The businesses struggling the most during this crisis are small independent restaurants since they depended on the dine-in customers to make most of their profit. To bring in more customers, Grubhub set in motion a new promotion to help restaurants.
Grubhub’s website indicates it launched Supper for Support as a way for people to support more restaurants. When patrons order through Grubhub between 5 p.m. and 9 p.m. at participating restaurants, customers will get $10 off orders of $30 or more. It seems like an enticing offer for the customer, however when you read the fine print the restaurant gets the short end of the stick.
In the terms and conditions for Grubhub’s Supper for Support promotion, it states that participating restaurants must pay a commission for the entire bill plus the $10 promotion. So not only do restaurants have to pay their commission fee, but also the promotion itself.
Grubhub states on its website, “Restaurant acknowledges that Grubhub will not match amounts funded by the Restaurant in connection with the Promotion. Grubhub does not guarantee any level of performance with respect to the Promotion.”
This means that restaurants assume all the risk and Grubhub will assume zero, but they will still receive a commission for every meal sold during the promotion time.
For example, a restaurant using Grubhub decides to give 15 percent of its profits to the delivery service. If a customer purchases a $30 meal and uses the promotion, then the customer will only pay $20 to the restaurant. The restaurant will then have to cover the $10 from the promotion and pay $4.50 for the GrubHub commission. Assuming the restaurant charges four times its actual cost for the meal to cover its overhead costs (e.g., lease, employee wages, repairs, etc.) they are breaking even at $7.50. So, taking into account the $10 promotion plus the $4.40 commission, the restaurant actually takes in $5.50 for the meal ($2 less of their break even amount).
Of course the restaurants have an option to opt out of the promotion, which means small businesses that can’t afford to take the risk will lose the opportunity for more advertisement on the Grubhub site.
When people found out about this promotion, Grubhub faced a lot of backlash and as a public relation gesture they’ve announced that they will delay commission fees of $100 million for small independent businesses that are not a chain.
But the announcement is just a delay meaning that Grubhub will collect the commission sometime in the future.
However, not using the Grubhub app won’t stop the company from gaining profits.

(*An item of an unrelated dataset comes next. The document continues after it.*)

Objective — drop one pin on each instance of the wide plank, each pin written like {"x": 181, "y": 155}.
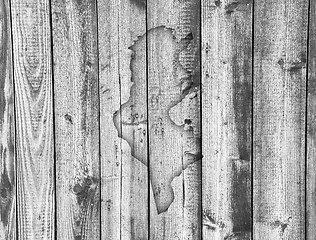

Apps like Yelp are affiliated with Grubhub. When customers order through Yelp, Grubhub will add extra fees to your order.
Recently I ordered from a local restaurant through Yelp. Even though I selected the option to pick up the food myself, I was charged a $2 delivery fee. I didn’t see it on my bill until the restaurant owner warned me about ordering through Yelp and said it would be smarter to order food through the restaurant’s website.
Yelp links restaurants’ websites and phone numbers so there is no need to pay extra money through Grubhub. With quarantine, most restaurants have their own delivery system that won’t add the extra fees that third party companies like Grubhub do. Plus, all of that money goes to supporting that business.